Семен обьяснил, что дядька хочет за жатку получить коня, что в Сторожевом будут производить учет машин и хозяин боится, что отберут даром, а коня не отберут, потому что он женит сына.
— Може, и правда, а може, и нет, не наше дело, — сказал Задоров, а жатку нужно взять. Сегодня и в поле пустим.
— Какого же ты коня отдашь? — спросил Антон. — Малыш и Бандитка никуда не годятся, Рыжего, что ли, отдашь?
— Да хоть бы и Рыжего, — сказал Задоров. — Это же жатка!
— Рыжего? А ты это вид…
Карабанов перебил горячего Антона:
— Нет, Рыжего ж, конечно, нельзя отдавать. Один конь в колонии, на что Рыжего? Давайте дадим Зверя. Конь видный и на племя еще годится.
Семен хитро глянул на Калину Ивановича.
Калина Иванович даже не ответил Семену. Выбил трубку о ступеньку крыльца, поднялся:
— некогда мне с вами глупостями заниматься.
И ушел в свою квартиру.
Семен проводил его прищуренным глазом и зашептал:
— Серьезно, Антон Семенович, отдавайте Зверя. Все перемелется, а жатка у нас будет.
— Посадят.
— Кого?… Вас?

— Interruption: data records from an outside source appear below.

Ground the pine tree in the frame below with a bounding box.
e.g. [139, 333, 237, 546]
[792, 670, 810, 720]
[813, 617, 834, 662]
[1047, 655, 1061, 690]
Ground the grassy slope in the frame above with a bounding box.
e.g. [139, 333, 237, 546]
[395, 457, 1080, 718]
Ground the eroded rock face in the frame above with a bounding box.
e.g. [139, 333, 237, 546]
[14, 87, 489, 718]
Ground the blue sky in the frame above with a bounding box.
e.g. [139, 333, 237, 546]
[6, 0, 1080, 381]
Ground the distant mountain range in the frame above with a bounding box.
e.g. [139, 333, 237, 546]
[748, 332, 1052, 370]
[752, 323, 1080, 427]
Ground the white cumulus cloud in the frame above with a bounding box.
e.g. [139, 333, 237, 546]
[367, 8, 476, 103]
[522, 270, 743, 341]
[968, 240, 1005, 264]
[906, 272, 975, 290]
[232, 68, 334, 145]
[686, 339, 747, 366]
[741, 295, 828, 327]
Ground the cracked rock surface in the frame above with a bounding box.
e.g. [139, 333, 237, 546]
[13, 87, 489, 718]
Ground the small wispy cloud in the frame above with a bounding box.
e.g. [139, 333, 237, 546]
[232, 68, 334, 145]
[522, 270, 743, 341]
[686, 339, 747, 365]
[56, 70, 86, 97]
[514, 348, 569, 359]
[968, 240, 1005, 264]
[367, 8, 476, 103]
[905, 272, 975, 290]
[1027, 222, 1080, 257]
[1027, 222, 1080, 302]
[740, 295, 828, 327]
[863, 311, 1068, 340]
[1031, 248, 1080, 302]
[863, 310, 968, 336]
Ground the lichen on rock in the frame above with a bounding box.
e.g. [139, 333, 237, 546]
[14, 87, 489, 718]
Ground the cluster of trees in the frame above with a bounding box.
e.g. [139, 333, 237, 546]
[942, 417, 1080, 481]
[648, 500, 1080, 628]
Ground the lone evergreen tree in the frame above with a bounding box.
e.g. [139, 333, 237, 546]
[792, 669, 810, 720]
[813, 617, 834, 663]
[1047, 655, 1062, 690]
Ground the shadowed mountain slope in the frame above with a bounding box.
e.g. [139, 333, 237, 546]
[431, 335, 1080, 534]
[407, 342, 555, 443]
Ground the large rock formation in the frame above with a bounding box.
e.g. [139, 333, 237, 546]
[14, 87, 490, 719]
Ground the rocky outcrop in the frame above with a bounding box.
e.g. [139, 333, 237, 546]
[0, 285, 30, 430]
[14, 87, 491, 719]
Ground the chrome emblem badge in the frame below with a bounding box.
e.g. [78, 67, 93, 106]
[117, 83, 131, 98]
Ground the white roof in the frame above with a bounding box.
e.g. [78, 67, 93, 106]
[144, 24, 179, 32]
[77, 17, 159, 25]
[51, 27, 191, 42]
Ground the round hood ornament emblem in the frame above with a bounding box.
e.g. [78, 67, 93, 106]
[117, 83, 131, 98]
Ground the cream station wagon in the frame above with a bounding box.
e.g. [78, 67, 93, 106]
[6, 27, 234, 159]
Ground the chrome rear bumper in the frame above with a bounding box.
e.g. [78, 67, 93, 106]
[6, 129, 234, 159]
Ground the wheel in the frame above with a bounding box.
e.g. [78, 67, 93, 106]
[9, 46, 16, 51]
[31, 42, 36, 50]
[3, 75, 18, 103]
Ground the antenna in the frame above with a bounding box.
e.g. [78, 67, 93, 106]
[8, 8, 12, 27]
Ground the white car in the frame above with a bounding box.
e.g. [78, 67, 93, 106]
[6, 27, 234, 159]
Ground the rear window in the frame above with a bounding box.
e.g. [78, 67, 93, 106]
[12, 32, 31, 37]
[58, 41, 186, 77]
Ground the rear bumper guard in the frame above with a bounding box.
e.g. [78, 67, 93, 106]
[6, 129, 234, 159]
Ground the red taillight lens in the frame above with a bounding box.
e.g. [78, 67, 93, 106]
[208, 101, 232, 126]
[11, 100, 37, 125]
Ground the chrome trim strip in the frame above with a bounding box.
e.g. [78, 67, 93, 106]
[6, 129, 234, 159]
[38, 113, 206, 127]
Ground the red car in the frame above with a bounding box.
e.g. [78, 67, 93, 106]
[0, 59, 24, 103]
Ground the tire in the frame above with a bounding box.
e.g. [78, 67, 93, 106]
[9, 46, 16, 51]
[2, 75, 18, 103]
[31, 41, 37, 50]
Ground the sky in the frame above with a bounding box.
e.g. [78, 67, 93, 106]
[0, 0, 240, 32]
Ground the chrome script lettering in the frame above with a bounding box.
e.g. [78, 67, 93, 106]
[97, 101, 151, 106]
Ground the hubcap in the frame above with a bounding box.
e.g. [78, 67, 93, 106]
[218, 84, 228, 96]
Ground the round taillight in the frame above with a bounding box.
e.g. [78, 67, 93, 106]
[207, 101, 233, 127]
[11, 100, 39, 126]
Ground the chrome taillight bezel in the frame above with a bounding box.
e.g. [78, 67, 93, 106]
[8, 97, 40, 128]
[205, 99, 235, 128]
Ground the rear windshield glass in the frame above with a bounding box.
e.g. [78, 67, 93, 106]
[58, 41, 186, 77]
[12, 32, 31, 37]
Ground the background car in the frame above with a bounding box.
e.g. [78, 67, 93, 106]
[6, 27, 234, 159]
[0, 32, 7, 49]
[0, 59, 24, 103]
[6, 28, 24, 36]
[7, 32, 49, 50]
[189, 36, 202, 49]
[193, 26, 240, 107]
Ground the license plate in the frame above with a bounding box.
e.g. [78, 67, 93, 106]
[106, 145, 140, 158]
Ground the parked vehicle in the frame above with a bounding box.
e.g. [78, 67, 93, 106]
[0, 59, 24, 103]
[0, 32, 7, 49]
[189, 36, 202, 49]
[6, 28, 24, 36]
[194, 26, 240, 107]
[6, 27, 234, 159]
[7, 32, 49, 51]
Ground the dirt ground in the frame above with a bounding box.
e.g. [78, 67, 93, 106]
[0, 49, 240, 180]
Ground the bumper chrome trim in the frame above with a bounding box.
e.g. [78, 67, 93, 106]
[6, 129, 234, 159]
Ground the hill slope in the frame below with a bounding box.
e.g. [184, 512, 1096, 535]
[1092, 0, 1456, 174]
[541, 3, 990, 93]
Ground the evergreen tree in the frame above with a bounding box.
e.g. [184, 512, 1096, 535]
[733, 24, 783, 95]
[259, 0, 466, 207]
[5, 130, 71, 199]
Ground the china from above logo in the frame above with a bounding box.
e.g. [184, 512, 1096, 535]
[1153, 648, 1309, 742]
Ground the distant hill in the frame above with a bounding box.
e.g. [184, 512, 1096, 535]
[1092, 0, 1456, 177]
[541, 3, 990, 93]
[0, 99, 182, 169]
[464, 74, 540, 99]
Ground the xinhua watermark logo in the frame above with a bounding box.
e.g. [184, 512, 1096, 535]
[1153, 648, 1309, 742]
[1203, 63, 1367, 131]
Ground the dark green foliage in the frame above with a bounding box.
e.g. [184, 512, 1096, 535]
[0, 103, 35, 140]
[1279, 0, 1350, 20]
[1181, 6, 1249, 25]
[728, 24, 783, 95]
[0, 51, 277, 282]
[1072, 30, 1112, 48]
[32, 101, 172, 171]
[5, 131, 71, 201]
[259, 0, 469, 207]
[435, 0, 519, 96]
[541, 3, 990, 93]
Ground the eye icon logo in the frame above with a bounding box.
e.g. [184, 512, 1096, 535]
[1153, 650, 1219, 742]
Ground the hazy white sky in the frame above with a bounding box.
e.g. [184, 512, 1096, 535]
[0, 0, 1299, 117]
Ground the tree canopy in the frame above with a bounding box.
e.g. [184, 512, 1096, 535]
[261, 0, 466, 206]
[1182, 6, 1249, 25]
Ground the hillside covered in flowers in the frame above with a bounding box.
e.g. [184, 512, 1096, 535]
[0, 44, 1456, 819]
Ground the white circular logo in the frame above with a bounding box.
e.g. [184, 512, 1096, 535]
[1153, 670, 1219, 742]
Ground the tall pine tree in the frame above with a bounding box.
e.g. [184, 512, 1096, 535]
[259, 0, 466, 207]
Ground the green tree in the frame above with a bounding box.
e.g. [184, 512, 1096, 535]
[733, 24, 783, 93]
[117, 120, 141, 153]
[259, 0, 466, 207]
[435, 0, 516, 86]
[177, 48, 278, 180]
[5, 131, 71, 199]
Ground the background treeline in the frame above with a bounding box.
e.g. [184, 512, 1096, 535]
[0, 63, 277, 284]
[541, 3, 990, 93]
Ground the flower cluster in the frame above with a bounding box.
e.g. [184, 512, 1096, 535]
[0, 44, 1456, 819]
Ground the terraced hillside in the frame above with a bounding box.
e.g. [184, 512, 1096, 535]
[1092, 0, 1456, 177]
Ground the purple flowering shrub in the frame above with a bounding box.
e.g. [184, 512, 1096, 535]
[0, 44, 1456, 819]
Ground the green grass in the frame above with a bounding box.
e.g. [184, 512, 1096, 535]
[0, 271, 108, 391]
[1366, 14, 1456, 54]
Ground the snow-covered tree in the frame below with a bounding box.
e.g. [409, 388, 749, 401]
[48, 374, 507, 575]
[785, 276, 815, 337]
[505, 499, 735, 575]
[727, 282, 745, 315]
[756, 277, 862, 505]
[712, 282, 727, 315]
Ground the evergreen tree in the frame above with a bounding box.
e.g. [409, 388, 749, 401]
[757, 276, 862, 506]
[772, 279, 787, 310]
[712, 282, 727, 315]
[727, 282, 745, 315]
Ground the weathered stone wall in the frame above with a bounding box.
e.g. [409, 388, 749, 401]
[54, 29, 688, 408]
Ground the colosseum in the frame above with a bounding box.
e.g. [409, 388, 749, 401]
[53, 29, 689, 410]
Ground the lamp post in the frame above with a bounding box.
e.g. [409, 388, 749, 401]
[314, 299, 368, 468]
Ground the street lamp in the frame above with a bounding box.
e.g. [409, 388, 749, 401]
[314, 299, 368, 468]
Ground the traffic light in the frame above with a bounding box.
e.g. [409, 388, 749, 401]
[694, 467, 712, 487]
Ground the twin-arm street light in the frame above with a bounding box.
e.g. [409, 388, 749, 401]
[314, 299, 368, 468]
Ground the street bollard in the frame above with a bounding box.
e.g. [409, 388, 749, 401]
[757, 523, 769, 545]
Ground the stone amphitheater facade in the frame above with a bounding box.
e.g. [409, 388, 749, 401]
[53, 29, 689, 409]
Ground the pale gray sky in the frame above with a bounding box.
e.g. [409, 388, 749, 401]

Да никогда в жизни! Жатка ж дороже коня стоит. Пускай РКИ возьмет вместо Зверя жатку. Что ему, не все равно? Никакого же убытка, а мы успеем с хлебом. Все равно же от Зверя никакого толку…
Задоров увлекательно рассмеялся:
— Вот история! А в самом деле!..
Бурун молчал и, улыбаясь, шевелил у рта житным колосом.
Антон с сияющими глазами смеялся:
— Вот будет потеха, если РКИ жатку в фаэтон запряжет… вместо Зверя.
Ребята смотрели на меня горящими глазами.
— Ну, решайте, Антон Семенович… рейшайте, ничего нет страшного. Если и посадят,то не больше как на неделю.